You're new at this medicine thing aren't you?
You're the one arguing against FDA approved drugs, show us an actual scientific study.
Not trying to pick on you or insult you, but you seem to be rather on the naive side of this discussion.
First off the FDA does not decide what drugs are best in the treatment of patients/diseases, doctors do. There are off label uses for drugs based on their biological and chemical characteristics. The decision of when and why to use them is left open. A quick google search will demonstrate there is more than a few FDA approved drugs that are no longer on the market. Some of which are facing major legal action.
The drugs used in cardiac arrest resuscitation by the American Heart Association are classified as level IIB, the very research they present in their advanced provider and instructor manual points out directly that there is no evidence these medications do anything in arrest resuscitation. I am guessing by your post you haven't read that book yet.

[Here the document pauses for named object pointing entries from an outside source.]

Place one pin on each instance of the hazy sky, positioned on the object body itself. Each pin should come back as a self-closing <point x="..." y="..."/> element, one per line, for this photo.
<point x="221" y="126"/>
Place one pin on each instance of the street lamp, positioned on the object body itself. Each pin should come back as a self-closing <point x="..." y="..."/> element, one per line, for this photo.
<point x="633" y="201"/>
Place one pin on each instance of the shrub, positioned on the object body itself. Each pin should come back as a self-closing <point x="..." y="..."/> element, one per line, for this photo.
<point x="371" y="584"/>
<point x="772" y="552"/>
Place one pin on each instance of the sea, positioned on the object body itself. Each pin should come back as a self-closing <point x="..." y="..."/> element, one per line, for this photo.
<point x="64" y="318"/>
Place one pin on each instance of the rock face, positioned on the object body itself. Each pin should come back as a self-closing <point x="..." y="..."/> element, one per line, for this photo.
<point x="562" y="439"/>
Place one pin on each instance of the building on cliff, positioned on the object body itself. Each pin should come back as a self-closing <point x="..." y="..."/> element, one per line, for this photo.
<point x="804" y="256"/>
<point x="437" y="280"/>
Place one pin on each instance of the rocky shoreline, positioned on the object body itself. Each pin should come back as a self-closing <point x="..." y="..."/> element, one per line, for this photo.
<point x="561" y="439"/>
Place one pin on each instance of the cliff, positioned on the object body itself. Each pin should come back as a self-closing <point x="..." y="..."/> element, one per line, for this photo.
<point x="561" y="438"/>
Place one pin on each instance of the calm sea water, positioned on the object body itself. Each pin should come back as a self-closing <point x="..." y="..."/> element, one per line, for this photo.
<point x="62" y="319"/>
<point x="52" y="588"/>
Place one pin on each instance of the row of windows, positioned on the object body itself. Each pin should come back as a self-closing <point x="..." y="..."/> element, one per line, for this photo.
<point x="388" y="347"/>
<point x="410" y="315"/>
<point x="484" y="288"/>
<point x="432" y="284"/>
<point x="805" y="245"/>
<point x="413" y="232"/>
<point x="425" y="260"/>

You may need a bit more background before you pick a fight.
In my OP and as I quoted a few pages back, while i singled out medications, the purpose of discussion was the critical analysis of current treatments. I addressed the use of narcan, i researched more to it than the if:then indications, which are indications usually only found in new providers, or ones with so little medical knowledge that they cannot put for a rational argument except to point out that somebody else said it was a good idea.
Many EMS treatments were based off of expert opinion of the time they were formed. Dating back to the late 60's. In the last 15 years there have been more advancements in medical science than in the history of medicine. So today's expert is much more capable of making decisions than those of yesteryear.
Infact my 2 academic advisors often point out that molecular biology wasn't even a science when they went to school. Only recently has research on any of the treatments in EMS been done. Most of that research has been done by interested physicians, and in every case that comes to mind right now, has demonstrated those treatments were invalid. Spineboarding, aggresive fluid resuscitation, MAST, Tk for snake bites, to name a few.
Many formerly interested physicians no longer do this research in/for EMS as they have given up on trying to convince EMS to change. A majority of physicians I have met in both the US and abroad, consider US EMS an absolute waste of time and energy, my negative comments are rather kind compared to the average of theirs.
That's how much respect US EMS has earned.
I would also like to bring to your attention that most EMS instructors, including many that I actually work with, have no formal education greater than paramedic class, which in a number of states, 5 years of experience is the qualification to teach at the highest level you obtained.
That means you could spend 5 years as a Basic EMT, finish paramedic school, and get a license to teach paramedic class the day after. The qualifier is chronological "experience" it is not even time in rate.
As was pointed out by one of the greater minds here, experience without education is the same experience over and over.
You might want to consider that when touting information given to you by a US EMS instructor in '04.
Furthermore, the lower your formal education level, the more absolute the information is. It is designed that way so that lesser educated people do not make decisions which can lead to errors of intent or disasterous consequences. Many at the entry and mid level don't even know the vastness of what they don't know.
The links and information you posted have absoltely nothing to do with your positions. Did you even read them? Did you understand the material presented?
Guessing from your screen name and past posts, you are still in or recently out of the military. I would say you are like a pilgrim in an unholy land, because in medicine, what is handed down from those in a position of "authority" is always questionable. The very textbooks are written as: "this is all we know" and from your experience and knowledge you make decisons on that. That is one of the reasons why there is so much variation in medical treatment. Standards are developed to work "most of the time."
We don't always agree in our discussions, but I don't know a person here who would let a person suffer or die because that patient didn't fit into the standard for most without making every legal/reasonable effort to help them.